Thursday, April 14, 2011

States of Ignorance

Scholars at the intersection of policy and science and technology studies love to talk about knowledge as power. Whether it be Foucault's Panopticon, the co-production of scientific knowledge and political order, or the post-structuralist State, most scholarship sees the action of policy and knowledge as fundamentally linked. Matthew, however takes another approach. Rather than an engine of knowledge, he views the State as an engine of ignorance; a human institution deliberately designed not to gather certain kinds of facts, a patchy net full of holes, and an illusion of control over a vast depth of chaos. Matthew's story about the Mexican forestry service is a case that seems easy to dismiss as irrelevant to the American experience. However, it's about more than Western scientific imperialism against native culture, or a corrupt and ineffective third-world bureaucracy (both of these are false characterizations of Mexico's forest service, and of the paper). Rather, what can we learn about the political uses of ignorance?
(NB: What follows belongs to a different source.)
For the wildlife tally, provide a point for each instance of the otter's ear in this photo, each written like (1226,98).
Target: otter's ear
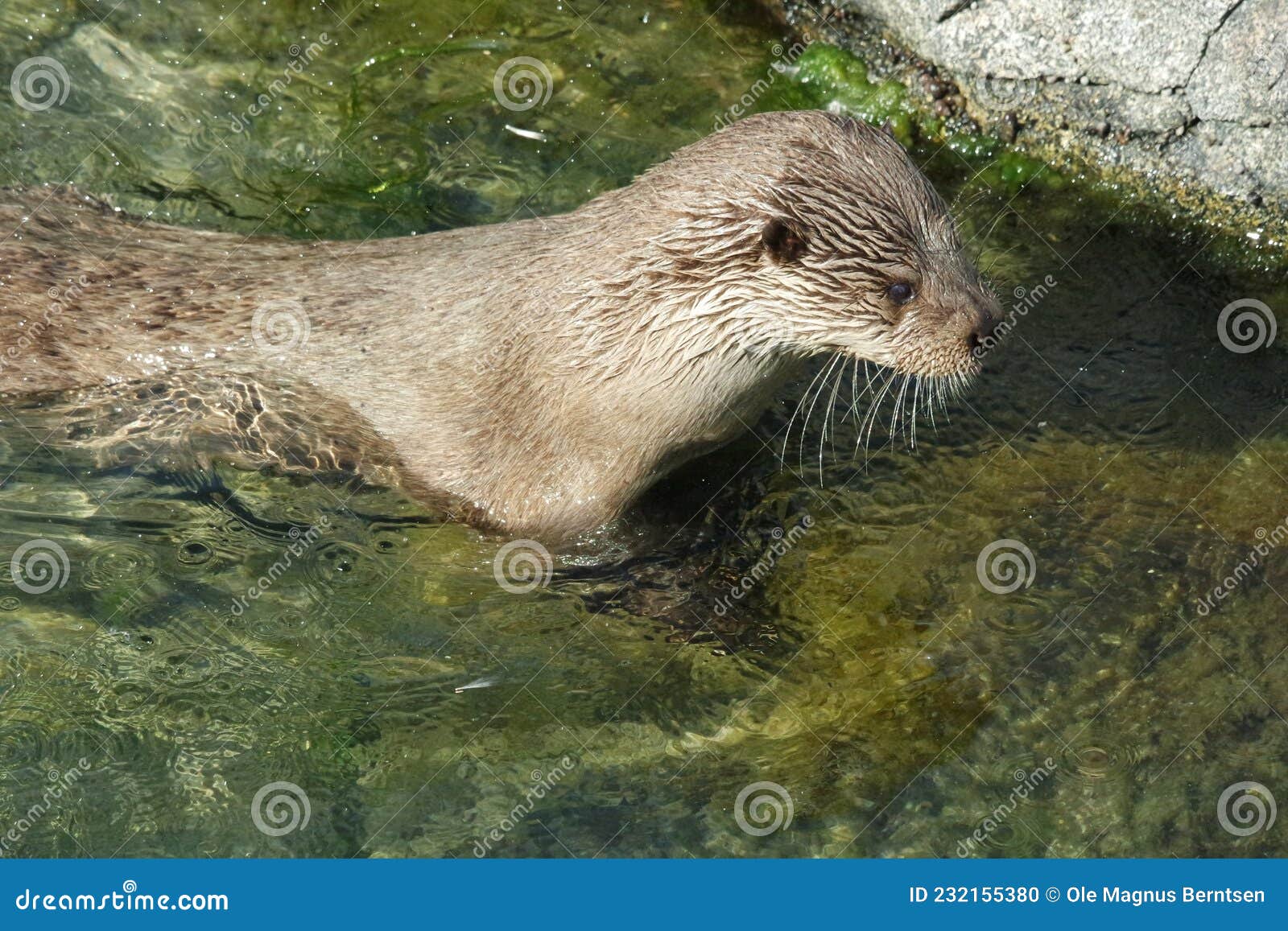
(782,241)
A cultivated ignorance is the tool used to reconcile the ideals of the political elites with the realities on the ground. In the case of Mexican forest fires, the elites having decided that fires are to be suppressed, based on best practices inherited from the American forest service, which has very different priorities, and the needs of an urban constituency, simply ignore fires below a certain size. These fires don't exist, so they don't cause political problems. While this is an extreme case, any institution serving diverse constituencies will preforce have to provide them with individualized, relevant, information. In some cases, the contradictions caused by these facts may be insurmountable, such as the Mexican forest fires, or sexual activity in middle-schoolers, so the facts are lost in a hole of ignorance, to the satisfaction of all concerned.

Which leads to my weekly Red(state) baiting. One of the casualties in the latest round of budget cuts were NOAA weather satellites. Like-wise, the NRA has systemically blocked research on gun violence. As a rationalist, this infuriates me. I have no inherent ideological stance on climate change or guns, but I do have a deep belief that policy decisions should be made on the basis of observable evidence. These attempts to introduce system ignorance into the policy apparatus leave American more vulnerable, just as actual problems of rural heating, agriculture, and forest health cannot be addressed until Mexico acknowledges the reality of forest fires. Far too often, ideology triumphs over the evidence, and also the desire for evidence.

But I am prepared for a moment to be generous. Clark Miller's chapter on the International Research Institute for Climate Prediction and Lansing's book on Bali water temples shows how 'rationalist' approaches can lead to a false sense of surety, and activist policies with extremely bad outcomes. Perhaps, recognizing and using institutional ignorance is the first step towards Jasanoff's "technologies of humility".